I am sure every tester has reported that one bug early on in their career that was never fixed. It’s frustrating and hard to understand, after paying so much attention to detail. Having actually found that needle in the haystack. And then? Nobody seems to care. A knife in the back. Next, a Product Owner or Program Manager will come forward and ask to close the report, because it’s constantly in the way of planning. A more reflected version of myself would not feel offended. It would contemplate the value it thought to have brought to the product in finding this issue and rethink its testing strategy.
A few years ago, I stumbled across the term “adequate quality” for the first time. It seemed to indicate that aiming to achieve high quality is not the proper thing to do. According to the ISTQB foundation level, testers should be aware, that exhaustive testing is not possible. But still QA strives cover all possible cases, including edge cases and even the most ridiculous edge cases. Testers see this as their purpose and passionately design the most unlikely scenarios. And there is generally nothing wrong in doing that. But, after discussing the created cases with product owners, business analysts or even actual users, they can be grouped by risk and probability. The cases previously thought of being most obscure suddenly turn out to be extremely valuable. Other obvious cases lose value, because nobody actually cared if they failed.
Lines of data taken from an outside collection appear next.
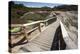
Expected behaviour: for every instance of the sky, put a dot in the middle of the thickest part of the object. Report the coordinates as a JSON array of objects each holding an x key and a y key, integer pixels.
[{"x": 36, "y": 4}]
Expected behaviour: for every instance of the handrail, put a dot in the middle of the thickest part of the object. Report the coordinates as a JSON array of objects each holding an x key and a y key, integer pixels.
[{"x": 27, "y": 24}]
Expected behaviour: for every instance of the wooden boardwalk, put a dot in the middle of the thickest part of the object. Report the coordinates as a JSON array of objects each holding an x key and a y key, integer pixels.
[{"x": 43, "y": 41}]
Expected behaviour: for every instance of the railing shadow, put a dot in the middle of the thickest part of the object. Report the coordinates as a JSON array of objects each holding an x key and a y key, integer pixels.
[{"x": 58, "y": 42}]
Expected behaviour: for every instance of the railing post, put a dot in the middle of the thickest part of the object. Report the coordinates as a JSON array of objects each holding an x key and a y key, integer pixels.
[
  {"x": 24, "y": 30},
  {"x": 39, "y": 27}
]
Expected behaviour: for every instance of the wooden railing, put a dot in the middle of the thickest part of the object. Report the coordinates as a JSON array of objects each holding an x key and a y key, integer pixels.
[{"x": 23, "y": 26}]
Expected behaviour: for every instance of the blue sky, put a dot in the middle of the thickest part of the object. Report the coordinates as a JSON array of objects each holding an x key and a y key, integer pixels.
[{"x": 36, "y": 4}]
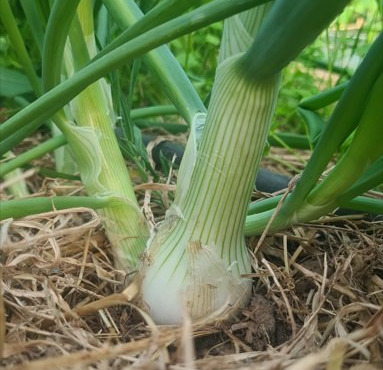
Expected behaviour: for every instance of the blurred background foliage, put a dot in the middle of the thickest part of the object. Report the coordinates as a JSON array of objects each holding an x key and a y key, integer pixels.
[{"x": 328, "y": 62}]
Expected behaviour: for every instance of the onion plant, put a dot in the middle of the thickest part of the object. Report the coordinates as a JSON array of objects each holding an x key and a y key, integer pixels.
[{"x": 196, "y": 261}]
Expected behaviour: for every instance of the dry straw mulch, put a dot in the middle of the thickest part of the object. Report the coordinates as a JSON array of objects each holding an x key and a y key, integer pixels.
[{"x": 317, "y": 304}]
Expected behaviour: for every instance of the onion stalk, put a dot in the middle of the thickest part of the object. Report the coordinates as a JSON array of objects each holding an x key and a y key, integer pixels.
[{"x": 197, "y": 258}]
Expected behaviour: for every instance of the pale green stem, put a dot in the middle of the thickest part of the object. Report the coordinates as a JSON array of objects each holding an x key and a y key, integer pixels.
[{"x": 104, "y": 170}]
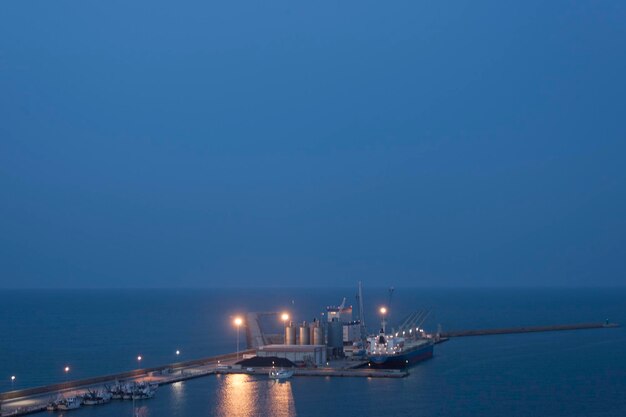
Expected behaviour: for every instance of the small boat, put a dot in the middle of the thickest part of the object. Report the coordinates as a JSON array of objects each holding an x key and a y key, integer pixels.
[
  {"x": 280, "y": 374},
  {"x": 116, "y": 391},
  {"x": 144, "y": 391},
  {"x": 70, "y": 403},
  {"x": 96, "y": 397}
]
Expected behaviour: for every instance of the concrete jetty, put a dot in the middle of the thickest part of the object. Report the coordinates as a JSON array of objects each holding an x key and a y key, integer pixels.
[{"x": 528, "y": 329}]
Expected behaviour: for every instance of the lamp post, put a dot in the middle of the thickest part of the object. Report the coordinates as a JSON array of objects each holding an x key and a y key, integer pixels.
[
  {"x": 383, "y": 312},
  {"x": 238, "y": 322},
  {"x": 285, "y": 318}
]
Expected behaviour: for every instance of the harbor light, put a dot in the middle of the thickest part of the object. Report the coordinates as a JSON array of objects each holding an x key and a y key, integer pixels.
[
  {"x": 383, "y": 311},
  {"x": 238, "y": 322}
]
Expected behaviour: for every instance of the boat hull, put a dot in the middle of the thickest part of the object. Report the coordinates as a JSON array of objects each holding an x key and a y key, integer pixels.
[{"x": 403, "y": 360}]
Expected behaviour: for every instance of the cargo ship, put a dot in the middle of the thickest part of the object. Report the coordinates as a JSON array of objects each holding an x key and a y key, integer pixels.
[
  {"x": 398, "y": 352},
  {"x": 409, "y": 345}
]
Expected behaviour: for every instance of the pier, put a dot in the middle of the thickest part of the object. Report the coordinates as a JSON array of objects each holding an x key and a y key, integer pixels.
[
  {"x": 33, "y": 400},
  {"x": 527, "y": 329}
]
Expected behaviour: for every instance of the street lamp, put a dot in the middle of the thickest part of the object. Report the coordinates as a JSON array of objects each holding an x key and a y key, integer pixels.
[
  {"x": 383, "y": 312},
  {"x": 238, "y": 322}
]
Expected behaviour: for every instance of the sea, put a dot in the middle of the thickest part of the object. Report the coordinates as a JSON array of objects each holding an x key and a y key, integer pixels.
[{"x": 96, "y": 332}]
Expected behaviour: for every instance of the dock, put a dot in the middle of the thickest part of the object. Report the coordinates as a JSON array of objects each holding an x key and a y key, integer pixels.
[
  {"x": 33, "y": 400},
  {"x": 527, "y": 329}
]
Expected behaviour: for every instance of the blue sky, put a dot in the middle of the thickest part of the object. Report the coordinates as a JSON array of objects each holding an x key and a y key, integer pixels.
[{"x": 312, "y": 143}]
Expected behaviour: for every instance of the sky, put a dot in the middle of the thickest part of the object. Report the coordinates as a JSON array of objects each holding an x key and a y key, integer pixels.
[{"x": 288, "y": 143}]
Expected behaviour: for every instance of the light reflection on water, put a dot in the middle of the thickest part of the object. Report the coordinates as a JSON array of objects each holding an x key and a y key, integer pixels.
[{"x": 246, "y": 396}]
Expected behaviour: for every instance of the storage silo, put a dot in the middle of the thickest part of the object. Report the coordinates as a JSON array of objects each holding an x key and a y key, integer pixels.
[
  {"x": 317, "y": 335},
  {"x": 335, "y": 334},
  {"x": 290, "y": 334},
  {"x": 305, "y": 336}
]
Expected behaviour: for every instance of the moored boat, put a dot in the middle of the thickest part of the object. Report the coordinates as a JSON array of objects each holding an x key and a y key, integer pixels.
[{"x": 280, "y": 374}]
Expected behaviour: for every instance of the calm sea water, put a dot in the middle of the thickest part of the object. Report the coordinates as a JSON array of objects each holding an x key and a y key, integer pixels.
[{"x": 581, "y": 373}]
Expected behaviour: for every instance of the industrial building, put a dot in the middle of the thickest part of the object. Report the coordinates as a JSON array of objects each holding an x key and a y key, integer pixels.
[{"x": 308, "y": 354}]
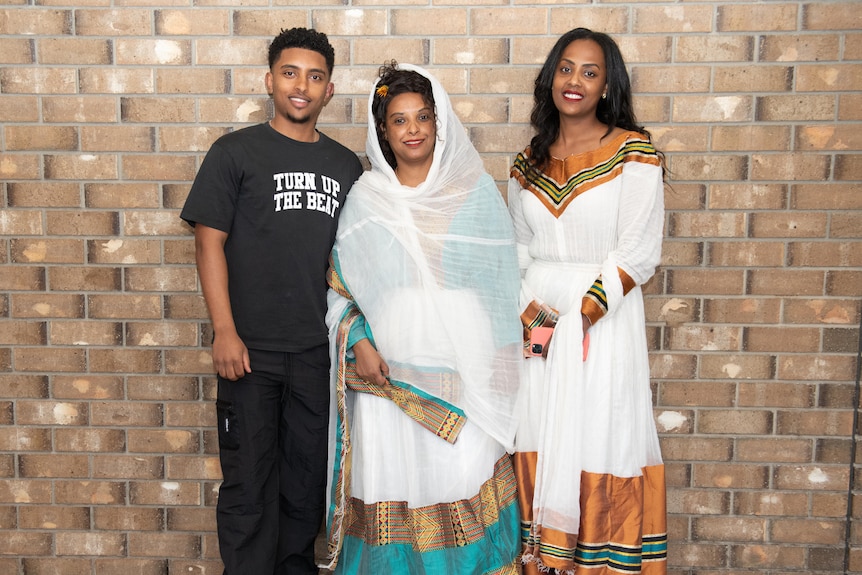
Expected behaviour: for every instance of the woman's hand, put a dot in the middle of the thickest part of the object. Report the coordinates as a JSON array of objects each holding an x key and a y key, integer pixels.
[
  {"x": 369, "y": 365},
  {"x": 587, "y": 324}
]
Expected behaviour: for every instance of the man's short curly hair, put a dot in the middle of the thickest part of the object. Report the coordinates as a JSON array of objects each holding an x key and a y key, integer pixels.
[{"x": 302, "y": 38}]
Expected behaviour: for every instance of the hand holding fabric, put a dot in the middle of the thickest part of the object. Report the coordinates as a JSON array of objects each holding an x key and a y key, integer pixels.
[{"x": 370, "y": 366}]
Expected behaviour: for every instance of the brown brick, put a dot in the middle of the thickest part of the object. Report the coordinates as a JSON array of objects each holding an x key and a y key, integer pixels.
[
  {"x": 679, "y": 448},
  {"x": 773, "y": 503},
  {"x": 34, "y": 359},
  {"x": 730, "y": 528},
  {"x": 376, "y": 50},
  {"x": 173, "y": 22},
  {"x": 717, "y": 282},
  {"x": 673, "y": 19},
  {"x": 795, "y": 107},
  {"x": 835, "y": 395},
  {"x": 830, "y": 254},
  {"x": 28, "y": 138},
  {"x": 61, "y": 518},
  {"x": 778, "y": 339},
  {"x": 91, "y": 543},
  {"x": 817, "y": 423},
  {"x": 772, "y": 17},
  {"x": 189, "y": 414},
  {"x": 117, "y": 138},
  {"x": 748, "y": 79},
  {"x": 127, "y": 195},
  {"x": 163, "y": 388},
  {"x": 767, "y": 556},
  {"x": 24, "y": 108},
  {"x": 671, "y": 366},
  {"x": 678, "y": 79},
  {"x": 51, "y": 413},
  {"x": 90, "y": 492},
  {"x": 709, "y": 167},
  {"x": 54, "y": 465},
  {"x": 844, "y": 283},
  {"x": 25, "y": 439},
  {"x": 164, "y": 545},
  {"x": 126, "y": 467},
  {"x": 829, "y": 311},
  {"x": 71, "y": 109},
  {"x": 26, "y": 386},
  {"x": 786, "y": 281},
  {"x": 25, "y": 491},
  {"x": 49, "y": 566},
  {"x": 153, "y": 51},
  {"x": 746, "y": 367},
  {"x": 838, "y": 16},
  {"x": 193, "y": 468},
  {"x": 164, "y": 493},
  {"x": 125, "y": 360},
  {"x": 123, "y": 251},
  {"x": 737, "y": 421},
  {"x": 163, "y": 441},
  {"x": 190, "y": 519},
  {"x": 850, "y": 107},
  {"x": 754, "y": 138},
  {"x": 128, "y": 519},
  {"x": 124, "y": 414},
  {"x": 44, "y": 195},
  {"x": 767, "y": 394},
  {"x": 57, "y": 251},
  {"x": 86, "y": 386},
  {"x": 612, "y": 20},
  {"x": 19, "y": 278},
  {"x": 22, "y": 333},
  {"x": 83, "y": 278},
  {"x": 161, "y": 279},
  {"x": 239, "y": 110},
  {"x": 157, "y": 109},
  {"x": 816, "y": 367},
  {"x": 798, "y": 47},
  {"x": 89, "y": 440},
  {"x": 75, "y": 51},
  {"x": 185, "y": 307},
  {"x": 28, "y": 543},
  {"x": 807, "y": 531}
]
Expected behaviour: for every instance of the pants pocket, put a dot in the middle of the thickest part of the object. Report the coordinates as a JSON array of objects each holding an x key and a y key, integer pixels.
[{"x": 228, "y": 430}]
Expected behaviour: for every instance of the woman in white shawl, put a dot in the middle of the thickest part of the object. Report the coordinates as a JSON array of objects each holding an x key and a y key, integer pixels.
[{"x": 425, "y": 332}]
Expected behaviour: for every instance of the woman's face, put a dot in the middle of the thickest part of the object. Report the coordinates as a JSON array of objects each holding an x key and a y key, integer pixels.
[
  {"x": 580, "y": 79},
  {"x": 411, "y": 129}
]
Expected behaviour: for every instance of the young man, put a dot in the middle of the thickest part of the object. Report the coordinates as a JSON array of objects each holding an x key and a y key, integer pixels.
[{"x": 264, "y": 206}]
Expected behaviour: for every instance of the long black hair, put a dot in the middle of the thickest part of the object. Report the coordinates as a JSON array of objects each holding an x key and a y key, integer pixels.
[
  {"x": 614, "y": 111},
  {"x": 393, "y": 82}
]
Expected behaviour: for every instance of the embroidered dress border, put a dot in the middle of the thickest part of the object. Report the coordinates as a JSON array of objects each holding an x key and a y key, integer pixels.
[
  {"x": 557, "y": 195},
  {"x": 434, "y": 527}
]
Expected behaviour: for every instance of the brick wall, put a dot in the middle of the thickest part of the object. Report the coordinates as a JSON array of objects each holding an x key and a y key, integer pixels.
[{"x": 108, "y": 458}]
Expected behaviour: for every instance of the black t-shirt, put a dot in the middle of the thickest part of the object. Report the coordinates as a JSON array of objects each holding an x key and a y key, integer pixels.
[{"x": 278, "y": 200}]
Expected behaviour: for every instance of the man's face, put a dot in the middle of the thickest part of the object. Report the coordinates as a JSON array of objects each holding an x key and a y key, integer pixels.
[{"x": 300, "y": 85}]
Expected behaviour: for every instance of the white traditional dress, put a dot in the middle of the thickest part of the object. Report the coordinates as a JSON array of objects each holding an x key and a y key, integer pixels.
[
  {"x": 590, "y": 472},
  {"x": 421, "y": 479}
]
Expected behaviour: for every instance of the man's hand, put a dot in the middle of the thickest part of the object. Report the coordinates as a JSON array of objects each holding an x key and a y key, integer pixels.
[{"x": 230, "y": 356}]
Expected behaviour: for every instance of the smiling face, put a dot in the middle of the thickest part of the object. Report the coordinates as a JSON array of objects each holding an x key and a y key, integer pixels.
[
  {"x": 410, "y": 127},
  {"x": 300, "y": 88},
  {"x": 580, "y": 79}
]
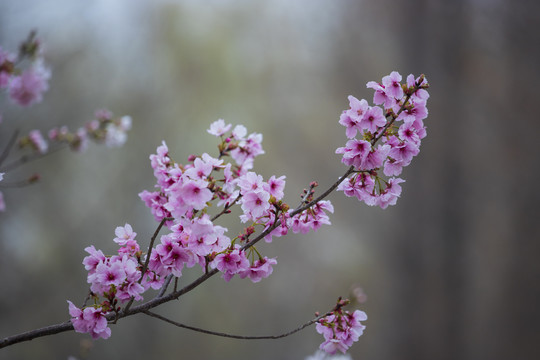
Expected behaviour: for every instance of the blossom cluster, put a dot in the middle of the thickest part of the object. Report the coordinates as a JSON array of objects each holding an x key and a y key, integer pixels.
[
  {"x": 340, "y": 329},
  {"x": 182, "y": 201},
  {"x": 389, "y": 136},
  {"x": 24, "y": 84},
  {"x": 188, "y": 199},
  {"x": 24, "y": 77}
]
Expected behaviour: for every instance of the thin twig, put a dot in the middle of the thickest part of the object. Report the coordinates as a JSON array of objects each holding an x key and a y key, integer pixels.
[
  {"x": 242, "y": 337},
  {"x": 165, "y": 285}
]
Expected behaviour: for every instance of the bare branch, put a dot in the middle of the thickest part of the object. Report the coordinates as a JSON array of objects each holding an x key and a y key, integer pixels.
[{"x": 241, "y": 337}]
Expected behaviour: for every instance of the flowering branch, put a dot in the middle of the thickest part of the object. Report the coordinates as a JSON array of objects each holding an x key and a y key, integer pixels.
[{"x": 186, "y": 192}]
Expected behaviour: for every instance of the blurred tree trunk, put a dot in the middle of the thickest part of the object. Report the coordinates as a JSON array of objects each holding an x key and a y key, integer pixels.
[
  {"x": 470, "y": 248},
  {"x": 463, "y": 249}
]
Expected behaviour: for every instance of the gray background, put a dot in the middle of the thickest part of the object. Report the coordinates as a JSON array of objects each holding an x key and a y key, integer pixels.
[{"x": 451, "y": 272}]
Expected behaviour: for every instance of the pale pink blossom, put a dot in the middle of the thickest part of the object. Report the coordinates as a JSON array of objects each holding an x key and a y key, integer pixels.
[
  {"x": 219, "y": 128},
  {"x": 90, "y": 320}
]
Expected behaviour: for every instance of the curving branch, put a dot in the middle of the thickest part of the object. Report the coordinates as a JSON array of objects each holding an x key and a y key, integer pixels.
[
  {"x": 145, "y": 307},
  {"x": 241, "y": 337}
]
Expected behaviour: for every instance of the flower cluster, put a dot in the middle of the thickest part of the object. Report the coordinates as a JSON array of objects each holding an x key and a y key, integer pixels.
[
  {"x": 115, "y": 278},
  {"x": 105, "y": 128},
  {"x": 389, "y": 136},
  {"x": 25, "y": 85},
  {"x": 340, "y": 329},
  {"x": 185, "y": 194}
]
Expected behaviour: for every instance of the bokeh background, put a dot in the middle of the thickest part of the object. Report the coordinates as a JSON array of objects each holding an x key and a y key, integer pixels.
[{"x": 451, "y": 272}]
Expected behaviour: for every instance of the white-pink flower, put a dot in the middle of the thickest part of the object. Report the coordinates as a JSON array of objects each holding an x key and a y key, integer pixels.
[
  {"x": 219, "y": 128},
  {"x": 90, "y": 320}
]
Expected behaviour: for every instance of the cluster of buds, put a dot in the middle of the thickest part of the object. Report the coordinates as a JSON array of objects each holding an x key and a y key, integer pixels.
[{"x": 341, "y": 328}]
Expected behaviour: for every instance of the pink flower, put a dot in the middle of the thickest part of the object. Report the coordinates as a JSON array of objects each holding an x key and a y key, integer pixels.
[
  {"x": 340, "y": 330},
  {"x": 373, "y": 119},
  {"x": 110, "y": 273},
  {"x": 355, "y": 153},
  {"x": 200, "y": 170},
  {"x": 90, "y": 320},
  {"x": 193, "y": 193},
  {"x": 392, "y": 85},
  {"x": 219, "y": 128},
  {"x": 275, "y": 186},
  {"x": 231, "y": 263},
  {"x": 28, "y": 88},
  {"x": 38, "y": 141},
  {"x": 91, "y": 262},
  {"x": 255, "y": 204},
  {"x": 260, "y": 269},
  {"x": 250, "y": 181},
  {"x": 124, "y": 234},
  {"x": 352, "y": 117}
]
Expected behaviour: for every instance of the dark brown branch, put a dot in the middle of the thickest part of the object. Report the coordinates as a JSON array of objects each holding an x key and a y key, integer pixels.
[
  {"x": 54, "y": 329},
  {"x": 241, "y": 337}
]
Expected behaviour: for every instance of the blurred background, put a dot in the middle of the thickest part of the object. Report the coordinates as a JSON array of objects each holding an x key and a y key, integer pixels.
[{"x": 450, "y": 272}]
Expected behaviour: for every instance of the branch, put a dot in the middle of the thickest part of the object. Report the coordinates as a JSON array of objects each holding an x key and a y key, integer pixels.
[
  {"x": 242, "y": 337},
  {"x": 145, "y": 307}
]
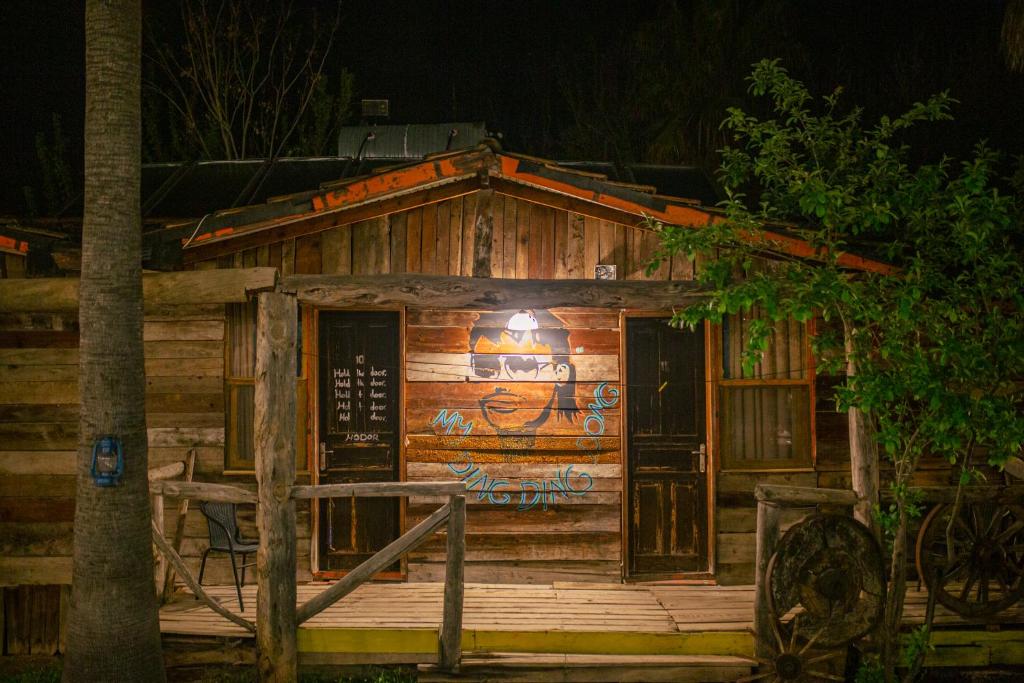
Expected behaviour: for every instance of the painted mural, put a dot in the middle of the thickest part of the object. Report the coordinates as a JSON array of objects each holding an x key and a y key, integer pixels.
[{"x": 524, "y": 385}]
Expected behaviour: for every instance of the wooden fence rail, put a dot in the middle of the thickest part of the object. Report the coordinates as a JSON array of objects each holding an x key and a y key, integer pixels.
[{"x": 452, "y": 513}]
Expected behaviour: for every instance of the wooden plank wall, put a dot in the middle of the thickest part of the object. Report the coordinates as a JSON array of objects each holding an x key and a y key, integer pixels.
[
  {"x": 545, "y": 503},
  {"x": 184, "y": 365}
]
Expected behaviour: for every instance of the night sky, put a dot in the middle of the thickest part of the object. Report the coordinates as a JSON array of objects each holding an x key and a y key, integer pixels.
[{"x": 508, "y": 63}]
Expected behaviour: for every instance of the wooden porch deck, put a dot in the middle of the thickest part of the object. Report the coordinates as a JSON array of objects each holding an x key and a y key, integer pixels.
[{"x": 398, "y": 624}]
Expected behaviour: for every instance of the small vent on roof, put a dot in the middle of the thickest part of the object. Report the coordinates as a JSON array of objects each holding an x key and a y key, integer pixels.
[{"x": 376, "y": 109}]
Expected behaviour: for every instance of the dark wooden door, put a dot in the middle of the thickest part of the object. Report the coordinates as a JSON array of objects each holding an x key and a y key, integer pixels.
[
  {"x": 358, "y": 432},
  {"x": 666, "y": 427}
]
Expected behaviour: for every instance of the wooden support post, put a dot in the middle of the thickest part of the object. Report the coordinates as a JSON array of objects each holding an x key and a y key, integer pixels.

So, what does adequate quality imply for QA? As described, test case design should not be influenced. The creative process of designing test cases, generating ideas and contemplating scenarios should not be undermined. It still yields all (or at least most of) those cases, that are actually possible. The full test case catalogue lays the foundation to be able to filter out the most valuable cases. In this case, the most valuable cases are the cases, that would uncover the issues, you would want to find before going into production. By limiting the test execution to the number of filtered cases, the workload is reduced, without losing out on relevant quality. If your test execution still detects an issue, that will never be fixed, you should question your selection. Speak with product owners and business analysts, and try to understand why you chose to execute it, although it obviously has “no value”. This won’t change the current result, but it will improve your next selection.
Having said, or rather written, this, please don’t ever blindly accept. Always rethink and get reassurance. Maybe you actually have found something valuable, but no one else sees it. Yet.
But wait, isn’t that risk-based testing? Simply put; no. So, what’s the difference? Risk-based testing aims at finding the areas most likely to be defective, whereas adequate quality aims at finding defects, that actually matter. Both methods are based on the same input, such as risk, importance and likelihood, but will yield very different result. Risk-based testing will reveal much more errors. But still, nobody will care. Just slightly exaggerating… Whereas keeping adequate quality in mind the result will be optimal, even lean, if you will.
Applying the described method depends heavily on the form of collaboration within the development team. If the tester is seen as an integral part of the team and thus quality is a shared goal, adequate quality helps calm the waves. On the other hand, if the tester is acting as an independent entity, being responsible for reporting on quality, it is advisable to favor an alternative, such as the before mentioned risk based testing.
Aiming at adequate quality reduces the test execution time, allowing for shorter cycles and earlier feedback. If the term adequate is too vague, think of it as relevant quality. Ask yourself what actually matters and plan your work accordingly. Don’t constrain the creative process of test design, but effectively reduce the number of tests to be executed. I promise, you will never report a never-fixed-bug again.